L’intrinseco pistolotto moralistico sul razzismo dovuto alla pigmentazione nera paga dazio all’enfasi manieristica che accosta l’orrido simulacro ghermito attraverso la televisione del crollo delle Torre gemelli al simbolico cedimento dei migliori angeli dell’indole d’ogni creatura terrestre dinanzi all’ennesima fascinazione del male. Edoardo Leo nei panni di Jago ne incarna il fondamento incoercibile, prendendo spunto, con l’ausilio del valido trucco, dal disilluso Noodles di C’era una volta in America. Pronto, di fronte alla fuorviante illuminazione della troupe giornalistica, a mostrare tra le pieghe della maschera, cosparsa di paradigmati solchi, la scia, nascosta dal riserbo culminante, del rimorso di coscienza. L’impressione di assistere alla performance del tipico nano sulle spalle dei giganti, nonostante l’indubbia simpatia e la levatura recitativa dimostrata ex ante in ruoli diametralmente opposti tra loro, trova riscontro nella scarsa incisività delle battute conclusive scandite dal montaggio alternato con la spugna gettata sulla spiaggia giustapposta alla ritrosa intervista in carcere ventitré primavere più tardi. Accanto a lui, tradito dalla volontà di unire il mezzo conoscitivo della fabbrica dei sogni al vezzo del mattatore, il misconosciuto Jawad Moraqib di origine marocchine dá l’acqua della vita nel ruolo dell’Otello di Nettuno a parecchi punti morti della trama in virtù dell’opportuna sottorecitazione. Il resto del cast, al contrario, alterna all’istrionismo delle prime donne la prova scolastica dei neofiti. Non sono quello che sono confondendo le acque sull’esempio della locuzione latina “Esse quam videri” (“Essere più che sembrare”) trascura il lascito principale del maestro Konstantin Sergeevič Stanislavskij: conoscere significa sentire.

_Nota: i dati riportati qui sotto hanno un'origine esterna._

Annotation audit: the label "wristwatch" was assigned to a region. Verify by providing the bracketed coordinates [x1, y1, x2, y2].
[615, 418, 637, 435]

Formuliamo l’augurio che Edoardo Leo metta da parte le pretese della camera a mano congiunte ai timbri antropologici attinti all’altrui ingegno per scandagliare la verità dei sentimenti come fece dirigendosi nella commedia all’italiana Diciotto anni dopo. Esibendo con il genuino valore terapeutico dell’umorismo lo scatto d’orgoglio d’un meccanico balbuziente fedele all’autenticità dei vincoli di sangue e di suolo non appena i nodi vengono al pettine.


Una risposta a “Non sono quello che sono: lo Jago di Edoardo Leo alle prese con l’Otello di Nettuno”

  1. Avatar Anna Pastore
    Anna Pastore

    Imparerò l’italiano benissimo se continuo a leggere come esprimi nei dettagli i tuoi film.